Didn't finish atop the Southeast Division for a second consecutive season.
Didn't claim the Eastern Conference's No. 3 seed.
Didn't avoid Cleveland in Round 2.
In the grand scheme, the first two don't much matter. The last matters much. Not since 2010 has the team with LeBron James failed to make the Eastern Conference final. Cleveland has LeBron James.
Hawks coach Mike Budenholzer claimed playoff seeding is no big deal. Perhaps taking those words to heart, his team gave a weird effort in Washington D.C. last night. Maybe the Hawks were distracted by the careening scores from Boston -- the Miami Heat led by 24 after two quarters and trailed by 10 after four -- but still: They were playing the Wizards, who worked without four starters. The Hawks lost by 11. They scored 59 points in the first half; they managed 39 in the second.

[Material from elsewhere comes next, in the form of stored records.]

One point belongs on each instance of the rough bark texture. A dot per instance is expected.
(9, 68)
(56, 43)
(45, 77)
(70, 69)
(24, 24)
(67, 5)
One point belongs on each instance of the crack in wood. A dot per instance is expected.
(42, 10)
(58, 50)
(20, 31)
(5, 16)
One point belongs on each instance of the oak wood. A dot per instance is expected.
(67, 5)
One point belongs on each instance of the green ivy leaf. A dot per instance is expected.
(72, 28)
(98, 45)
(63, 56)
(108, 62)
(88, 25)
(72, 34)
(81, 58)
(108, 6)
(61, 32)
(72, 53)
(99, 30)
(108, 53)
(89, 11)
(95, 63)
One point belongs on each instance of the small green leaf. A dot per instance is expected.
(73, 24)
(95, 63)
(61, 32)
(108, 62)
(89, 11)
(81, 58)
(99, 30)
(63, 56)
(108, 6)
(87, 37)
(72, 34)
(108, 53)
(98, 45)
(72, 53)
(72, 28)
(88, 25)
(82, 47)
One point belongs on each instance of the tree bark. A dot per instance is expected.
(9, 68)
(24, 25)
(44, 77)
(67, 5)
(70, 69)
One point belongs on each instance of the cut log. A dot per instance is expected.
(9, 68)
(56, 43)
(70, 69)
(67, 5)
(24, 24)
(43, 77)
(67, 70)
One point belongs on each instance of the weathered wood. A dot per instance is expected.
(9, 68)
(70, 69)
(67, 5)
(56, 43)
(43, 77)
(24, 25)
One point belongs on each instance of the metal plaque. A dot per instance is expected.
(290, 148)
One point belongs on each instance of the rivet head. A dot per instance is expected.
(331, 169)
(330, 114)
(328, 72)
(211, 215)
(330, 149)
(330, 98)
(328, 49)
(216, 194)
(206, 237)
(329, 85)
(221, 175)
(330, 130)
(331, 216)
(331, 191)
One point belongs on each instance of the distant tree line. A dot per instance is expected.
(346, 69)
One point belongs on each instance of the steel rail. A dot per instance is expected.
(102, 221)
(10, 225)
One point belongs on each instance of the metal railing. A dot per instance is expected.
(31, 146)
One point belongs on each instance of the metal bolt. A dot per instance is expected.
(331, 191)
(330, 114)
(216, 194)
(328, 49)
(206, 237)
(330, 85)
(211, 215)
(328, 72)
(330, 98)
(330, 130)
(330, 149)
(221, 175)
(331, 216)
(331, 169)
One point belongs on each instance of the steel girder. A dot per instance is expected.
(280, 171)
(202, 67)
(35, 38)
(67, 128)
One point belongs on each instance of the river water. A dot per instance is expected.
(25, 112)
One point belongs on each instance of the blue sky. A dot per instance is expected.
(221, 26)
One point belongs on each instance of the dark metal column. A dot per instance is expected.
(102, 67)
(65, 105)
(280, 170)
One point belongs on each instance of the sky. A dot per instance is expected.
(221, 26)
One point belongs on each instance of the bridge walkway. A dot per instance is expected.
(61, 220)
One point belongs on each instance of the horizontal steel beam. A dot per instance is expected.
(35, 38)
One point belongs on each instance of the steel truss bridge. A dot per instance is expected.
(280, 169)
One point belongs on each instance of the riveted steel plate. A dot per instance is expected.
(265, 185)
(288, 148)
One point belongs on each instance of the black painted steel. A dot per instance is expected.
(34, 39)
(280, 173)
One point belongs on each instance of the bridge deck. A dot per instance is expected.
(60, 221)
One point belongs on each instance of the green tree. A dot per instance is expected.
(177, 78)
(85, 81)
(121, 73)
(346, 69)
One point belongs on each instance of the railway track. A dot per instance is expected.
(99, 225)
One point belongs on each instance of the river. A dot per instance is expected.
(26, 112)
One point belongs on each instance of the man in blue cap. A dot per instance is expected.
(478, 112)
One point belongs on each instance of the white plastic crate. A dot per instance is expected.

Had they won, they'd be facing the Heat in Round 1. (Maybe that explains Wednesday's loss -- the desire to avoid Miami, which beat the Hawks three of four.) Instead they'll face the Celtics, who are young and rough and nicely coached by Brad Stevens. The Hawks should win the series -- they hold the homecourt edge -- but this is a scary opponent.
The Hawks won three of four against Boston. They met only once since Christmas, that coming Saturday in a game -- the Hawks won by 11 -- that positioned them to win the Southeast and claim the No. 3 seed. Then they lost at Cleveland and in D.C. They're not exactly entering the playoffs on a high.

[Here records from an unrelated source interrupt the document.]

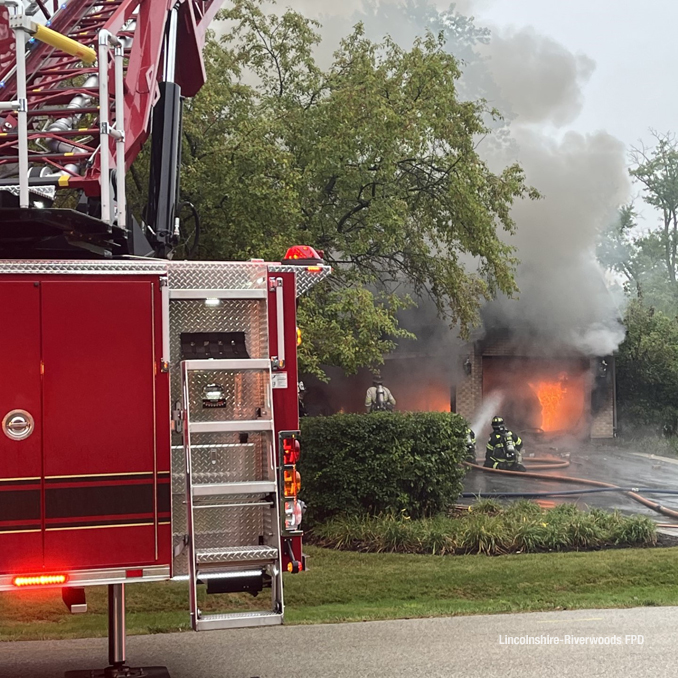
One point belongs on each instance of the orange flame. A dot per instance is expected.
(551, 395)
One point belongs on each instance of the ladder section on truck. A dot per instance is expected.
(226, 512)
(231, 489)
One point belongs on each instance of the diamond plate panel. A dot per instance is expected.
(225, 462)
(248, 316)
(223, 526)
(217, 275)
(93, 267)
(235, 554)
(237, 315)
(305, 279)
(245, 395)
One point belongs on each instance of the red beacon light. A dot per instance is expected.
(40, 580)
(304, 255)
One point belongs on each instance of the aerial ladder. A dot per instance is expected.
(148, 406)
(97, 76)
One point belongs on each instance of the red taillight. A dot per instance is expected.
(291, 449)
(41, 580)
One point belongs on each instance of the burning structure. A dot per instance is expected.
(562, 392)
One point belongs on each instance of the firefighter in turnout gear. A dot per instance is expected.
(503, 448)
(378, 397)
(470, 446)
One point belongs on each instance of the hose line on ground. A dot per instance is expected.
(545, 463)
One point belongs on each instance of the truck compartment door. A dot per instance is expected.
(100, 457)
(20, 438)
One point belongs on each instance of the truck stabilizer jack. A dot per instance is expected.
(116, 645)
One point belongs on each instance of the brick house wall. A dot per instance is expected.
(469, 392)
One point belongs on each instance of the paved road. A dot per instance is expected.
(460, 646)
(596, 462)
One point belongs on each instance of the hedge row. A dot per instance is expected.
(367, 464)
(491, 529)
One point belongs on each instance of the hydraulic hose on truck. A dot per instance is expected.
(545, 463)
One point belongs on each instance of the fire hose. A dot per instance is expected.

Which is, not to put too fine a point on it, the story of this uneventful regular season. The Hawks went from 60 wins and the No. 1 seed to 48 and No. 4. They didn't fall off a cliff but consolidated no gains. They often played as if these 82 games didn't count for much, which was kind of understandable given how last year's playoffs unfolded.
The 60-win Hawks were taken to six games by sub-.500 Brooklyn in Round 1 and fifth-seeded (and ailing) Washington in Round 2; then they were swept by the Cavaliers. This time they'll face a team in Round 1 that won more games than last year's Round 2 opponent. And they'd better not sleep on the C's.